Cassazione civile sez. VI, 18/11/2020, (ud. 08/10/2020, dep. 18/11/2020), n.26292

LA CORTE SUPREMA DI CASSAZIONE

SEZIONE SESTA CIVILE

SOTTOSEZIONE T

Composta dagli Ill.mi Sigg.ri Magistrati:

Dott. MOCCI Mauro – Presidente –

Dott. CAPRIOLI Maura – Consigliere –

Dott. LA TORRE Maria Enza – rel. Consigliere –

Dott. DELLI PRISCOLI Lorenzo – Consigliere –

Dott. RAGONESI Vittorio – Consigliere –

ha pronunciato la seguente:

ORDINANZA

sul ricorso 15494-2019 proposto da:

AGENZIA DELLE ENTRATE, C.F. ((OMISSIS)), in persona del legale

rappresentante pro tempore, elettivamente domiciliata in ROMA, VIA

DEI PORTOGHESI 12, presso l’AVVOCATURA GENERALE DELLO STATO, che la

rappresenta e difende ope legis;

– ricorrente –

contro

B.P., elettivamente domiciliato in ROMA, V.G.P. DA

PALESTRINA 19, presso lo studio dell’avvocato MARIA CRISTINA MANNI,

che lo rappresenta e difende;

– controricorrente –

contro

AGENZIA DELLE ENTRATE, C.F. ((OMISSIS)), in persona del legale

rappresentante pro tempore, elettivamente domiciliata in ROMA, VIA

DEI PORTOGHESI 12, presso l’AVVOCATURA GENERALE DELLO STATO, che la

rappresenta e difende ope legis;

– ricorrente successiva –

contro

B.P., elettivamente domiciliato in ROMA, V.G.P. DA

PALESTRINA 19, presso lo studio dell’avvocato MARIA CRISTINA MANNI,

che lo rappresenta e difende;

– controricorrente al ricorrente successivo –

avverso la sentenza n. 7934/4/2018 della COMMISSIONE TRIBUTARIA

REGIONALE del LAZIO, depositata il 15/11/2018;

udita la relazione della causa svolta nella camera di consiglio non

partecipata dell’08/10/2020 dal Consigliere Relatore Dott. MARIA

ENZA LA TORRE.

 

Fatto

RITENUTO

che:

L’Agenzia delle entrate ricorre, con ricorso notificato 10 maggio 2019 e con ricorso notificato il 15 maggio 2019, avverso la sentenza della CTR del Lazio n. 7934/4/2018 dep. 15.11.2018, in controversia su impugnazione di avviso di accertamento per mutamento di classamento di unità immobiliari site nel Comune di (OMISSIS), di proprietà di B.P., L. n. 311 del 2004, ex art. 1, comma 335. La CTR ha respinto nel merito l’appello dell’Agenzia delle entrate, ritenendo non congruamente motivato l’atto impositivo, non potendosi l’Ufficio limitare ad evocare nel giudizio i presupposti per la revisione della L. n. 3111 del 2004, ex art. 1, comma 335, a fronte della perizia e delle circostanze specifiche ostative al nuovo classamento offerte dal contribuente.
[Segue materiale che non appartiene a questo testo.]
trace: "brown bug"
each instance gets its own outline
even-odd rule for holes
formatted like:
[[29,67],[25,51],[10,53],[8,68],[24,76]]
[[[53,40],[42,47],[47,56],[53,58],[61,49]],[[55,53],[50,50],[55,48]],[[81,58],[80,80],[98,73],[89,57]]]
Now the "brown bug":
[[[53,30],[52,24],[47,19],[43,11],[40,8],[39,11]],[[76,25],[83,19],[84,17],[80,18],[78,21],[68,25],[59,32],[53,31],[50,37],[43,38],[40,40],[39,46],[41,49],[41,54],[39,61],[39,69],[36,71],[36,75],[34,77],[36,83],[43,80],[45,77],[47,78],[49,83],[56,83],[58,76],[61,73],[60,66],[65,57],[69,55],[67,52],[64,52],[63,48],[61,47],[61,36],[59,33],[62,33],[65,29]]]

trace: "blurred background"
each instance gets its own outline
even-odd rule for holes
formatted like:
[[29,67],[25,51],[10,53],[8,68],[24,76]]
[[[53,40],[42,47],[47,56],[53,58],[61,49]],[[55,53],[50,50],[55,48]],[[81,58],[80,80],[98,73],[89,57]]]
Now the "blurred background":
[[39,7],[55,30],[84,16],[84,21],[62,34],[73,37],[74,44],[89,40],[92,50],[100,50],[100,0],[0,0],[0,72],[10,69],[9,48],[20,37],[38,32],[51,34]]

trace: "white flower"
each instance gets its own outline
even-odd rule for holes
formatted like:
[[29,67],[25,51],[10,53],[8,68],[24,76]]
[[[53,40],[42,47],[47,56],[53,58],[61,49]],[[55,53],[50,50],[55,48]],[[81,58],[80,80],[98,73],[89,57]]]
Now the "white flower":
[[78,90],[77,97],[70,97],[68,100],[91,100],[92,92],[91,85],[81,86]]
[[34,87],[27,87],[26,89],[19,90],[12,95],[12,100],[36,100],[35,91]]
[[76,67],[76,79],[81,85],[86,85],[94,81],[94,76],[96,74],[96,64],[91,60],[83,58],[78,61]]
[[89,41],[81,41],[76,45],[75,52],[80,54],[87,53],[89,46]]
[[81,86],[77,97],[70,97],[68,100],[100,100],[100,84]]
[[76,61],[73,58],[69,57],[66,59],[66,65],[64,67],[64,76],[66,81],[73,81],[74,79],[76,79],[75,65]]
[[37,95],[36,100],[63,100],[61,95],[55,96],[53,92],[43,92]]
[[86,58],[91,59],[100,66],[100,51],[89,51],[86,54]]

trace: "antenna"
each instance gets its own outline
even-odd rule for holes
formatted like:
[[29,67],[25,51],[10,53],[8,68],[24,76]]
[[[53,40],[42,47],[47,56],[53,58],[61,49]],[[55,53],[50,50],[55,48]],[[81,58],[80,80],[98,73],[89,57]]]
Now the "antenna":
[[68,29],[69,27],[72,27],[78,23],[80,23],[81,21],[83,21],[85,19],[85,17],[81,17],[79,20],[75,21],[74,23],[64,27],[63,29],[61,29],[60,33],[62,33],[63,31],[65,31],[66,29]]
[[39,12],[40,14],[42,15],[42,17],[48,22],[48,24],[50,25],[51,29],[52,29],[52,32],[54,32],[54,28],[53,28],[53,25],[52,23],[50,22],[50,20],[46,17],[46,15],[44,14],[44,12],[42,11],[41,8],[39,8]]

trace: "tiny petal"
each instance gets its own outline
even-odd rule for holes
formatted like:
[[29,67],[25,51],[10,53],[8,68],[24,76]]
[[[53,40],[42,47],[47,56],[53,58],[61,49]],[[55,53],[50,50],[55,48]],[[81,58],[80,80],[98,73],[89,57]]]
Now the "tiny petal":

B.P. si costituisce con controricorso in relazione alla notifica del ricorso del 15.5.2019 e deposita memoria.

Diritto

CONSIDERATO

che:

1. Va preliminarmente dichiarato inammissibile il ricorso proposto dall’Agenzia delle entrate in data 15 maggio 2019, essendosi consumato il potere d’impugnazione della sentenza indicata, con la proposizione del ricorso notificato il 10 maggio 2019, e con esso il controricorso, spedito con raccomandata A/R il 24 giugno 2019, in quanto tardivo rispetto all’unico ricorso oggetto del presente giudizio.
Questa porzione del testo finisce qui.